DEAD COMBO
DEAD COMBO
ALBUM OUTPUT RELEASE: AUGUST 30, 2004 REVIEW: OCTOBER 19, 2004

The Dead Combo gig at Koneisto festival in Finland was excessively hyped in the media in advance. Apparently the two Finnish ex pats residing in New York showed the snotty club kids the true meaning of rock’n’roll, including inviting Nuutti Kataja’s mother on stage at one point. I felt sorry for missing the gig, but only when listening to their album do I realize just how sorry I ought to feel.
Vocalist Kataja and his partner Harri Kupiainen raise hell utilizing a simple but deadly array of weaponry: two guitars, one moog, a drum machine and a microphone. The ghosts of Suicide and The Jesus and Mary Chain rattle their chains fiercely in a glorious eruption of guitars blaring and screeching, while Kataja mans the microphone with a decadent New York attitude that defies description. Dead Combo possesses a certain weight in its slow, unrelenting furor that most of the other candidates for the feedback garage rock throne (Black Rebel Motorcycle Club, Raveonettes and so on into eternity…) are lacking.
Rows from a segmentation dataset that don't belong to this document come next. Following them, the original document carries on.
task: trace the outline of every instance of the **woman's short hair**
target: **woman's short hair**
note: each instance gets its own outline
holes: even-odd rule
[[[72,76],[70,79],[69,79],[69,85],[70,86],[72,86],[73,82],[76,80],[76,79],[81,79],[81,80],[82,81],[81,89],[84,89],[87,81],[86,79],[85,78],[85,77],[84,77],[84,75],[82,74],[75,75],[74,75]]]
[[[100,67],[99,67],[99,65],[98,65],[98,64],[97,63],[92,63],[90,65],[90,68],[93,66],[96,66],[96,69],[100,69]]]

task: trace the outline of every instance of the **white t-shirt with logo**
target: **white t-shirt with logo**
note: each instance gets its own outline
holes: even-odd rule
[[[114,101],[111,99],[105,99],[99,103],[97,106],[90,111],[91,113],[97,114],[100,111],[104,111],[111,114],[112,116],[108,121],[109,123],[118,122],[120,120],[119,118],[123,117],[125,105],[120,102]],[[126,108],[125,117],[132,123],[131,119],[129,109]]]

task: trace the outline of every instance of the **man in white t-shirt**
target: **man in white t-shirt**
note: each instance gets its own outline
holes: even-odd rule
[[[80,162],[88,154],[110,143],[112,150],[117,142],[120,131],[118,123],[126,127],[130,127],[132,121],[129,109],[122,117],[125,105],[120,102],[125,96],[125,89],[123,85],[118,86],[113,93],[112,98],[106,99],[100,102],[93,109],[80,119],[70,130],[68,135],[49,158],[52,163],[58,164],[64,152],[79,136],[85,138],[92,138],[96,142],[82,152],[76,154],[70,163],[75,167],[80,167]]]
All the evidence point to an amazing live experience. Repeated exposure to the studio album induces a certain numbness after the initial enthusiasm – such intensity cannot keep you engaged forever. Tracks like ”Tech Out” and ”2002” make clear that Dead Combo is not limited to rock mannerisms. Here the undercurrent of electronic beats gets to trickle out of the sewers and shine on its own, while Kataja can shut up and concentrate on twiddling the knobs of that Moog.
Dead Combo is at its best on ”Doxies Blanch”, with Kataja crooning like a devilish Iggy Pop and guitars clashing with synthesizer ditties.